NOV. 1 thru 30 limit is 2 with ROD and REEL ONLY(pole and line)...CVA34


----------



## JohnnyWalkerRed (May 3, 2007)

R U serious? LOL! Just kidding. 
After the first few cold fronts in the fall it starts to get good and keeps gettin better. Like cva said, check you regs cause they just changed last year


----------



## Wading Mark (Apr 21, 2005)

For me in Galveston, wade fishing in the dead of winter has always been best for both size and numbers.


----------



## Timemachine (Nov 25, 2008)

JohnnyWalkerRed said:


> R U serious? LOL! Just kidding.
> After the first few cold fronts in the fall it starts to get good and keeps gettin better. Like cva said, check you regs cause they just changed last year


CVA quoted the reg correctly. 2 ONLY for November...no gigging. The no gigging in November is the stupidest TP&W reg EVER!!!!


----------



## deceiver (Aug 19, 2010)

october


----------



## chickenboy (May 5, 2008)

I start mid September cuz the thump thang is addicting to me. By the 2nd game of the World Series - it's on - like stink on a skunk.


----------



## jdot7749 (Dec 1, 2008)

It wouldn't hurt my feelings if they made flounder a game fish and outlawed gigging altogether but then I don't gig. If you can't give him a fighting chance on a rod and reel or some kind of line it's not much of a sport, just a meat haul.


----------



## moganman (Mar 30, 2006)

Uh Oh! Here come the giggers. My personal preference is in November, and although the limit is 2, its fun to catch and release the big girls.


----------



## cva34 (Dec 22, 2008)

*Reminded Me*



chickenboy said:


> I start mid September cuz the thump thang is addicting to me. By the 2nd game of the World Series - it's on - like stink on a skunk.

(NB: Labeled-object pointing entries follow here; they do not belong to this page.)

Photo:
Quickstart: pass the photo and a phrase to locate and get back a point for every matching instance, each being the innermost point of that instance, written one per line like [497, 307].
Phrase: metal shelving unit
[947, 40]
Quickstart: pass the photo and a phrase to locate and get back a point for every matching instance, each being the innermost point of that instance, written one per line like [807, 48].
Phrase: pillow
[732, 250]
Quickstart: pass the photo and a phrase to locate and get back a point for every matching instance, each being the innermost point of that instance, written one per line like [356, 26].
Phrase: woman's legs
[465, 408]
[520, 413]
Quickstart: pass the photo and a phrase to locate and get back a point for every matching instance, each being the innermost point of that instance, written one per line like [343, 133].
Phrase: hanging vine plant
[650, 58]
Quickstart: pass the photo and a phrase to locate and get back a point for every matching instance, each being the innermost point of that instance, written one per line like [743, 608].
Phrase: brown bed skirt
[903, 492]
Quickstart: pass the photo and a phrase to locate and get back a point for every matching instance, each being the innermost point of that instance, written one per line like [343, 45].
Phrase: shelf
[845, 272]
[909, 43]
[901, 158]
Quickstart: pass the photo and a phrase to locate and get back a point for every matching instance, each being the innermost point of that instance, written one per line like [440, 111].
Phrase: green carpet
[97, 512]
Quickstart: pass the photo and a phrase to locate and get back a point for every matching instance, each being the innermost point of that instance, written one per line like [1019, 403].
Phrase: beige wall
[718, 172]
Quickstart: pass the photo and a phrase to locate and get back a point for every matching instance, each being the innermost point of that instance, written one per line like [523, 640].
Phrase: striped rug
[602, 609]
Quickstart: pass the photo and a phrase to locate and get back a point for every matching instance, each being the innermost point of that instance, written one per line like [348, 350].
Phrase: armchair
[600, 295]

 Backin 75-80 era at POC E jetty bay side we used to camp.There was a Big Skunk that would just walk into camp and begg for food like a little Dog.It would eat eat right out of your hand (just had to be sure you were upwind side cause he was'nt FIXED) When you floundered near he would walk along with you at waters edge waiting for you to gig a little fish and pitch to him.You could pet him like a cat(hand woud stink though) He was there several years and we never got sprayed .Then we never saw him again..........CVA34


----------



## nightgigger (Oct 13, 2008)

Flounder are much better concentrated during the fall and spring runs, but hang out at any marsh drain all of the warm months. Any out going tide, is a good time for flounder.
Incoming tides work also, but you have to move the boat to present with the water flow. Chester Moore's book Flounder Fever will tell you just about any thing you want to know about catching flounder.


----------



## RB II (Feb 26, 2009)

From about mid October until the water temp hits 50 or 55 degrees is when the "run" is on.


----------



## aggiemulletboy (May 31, 2006)

Whenever you can go fishing. I can get into them pretty good year round. There are more than a few hanging out in the gut behind the pass right now right along the drop off.


----------



## jdipper1 (Jul 18, 2007)

Like others have said, they concentrate in the fall, but you can catch them year round if you know where to look. remember, flounder are lazy and wait for the bait to come to them. If you find one in the summer, there are generally others around.


----------



## Muddskipper (Dec 29, 2004)

Timemachine said:


> The no gigging in November is the stupidest TP&W reg EVER!!!!


Would you have prefered them to out law gigging permanetly?

If in stupid you mean, there are not to many game/ fish species that you can go out during their PRIME breeding season at night stun them with a light and stick them .... ???
______________________________________________________________

Cmon, the flounder needed a break, and we were very close to loosing the season completly for Oct - Dec for 3 years, for everyone.

I am not against gigging but I have not done it since I was a kid, but I personally believe TPWD did what was right for both the specie and the majority of anglers.

TPWD held numerous public forums alowing the public to give their input with scientific data backing up their reasoning.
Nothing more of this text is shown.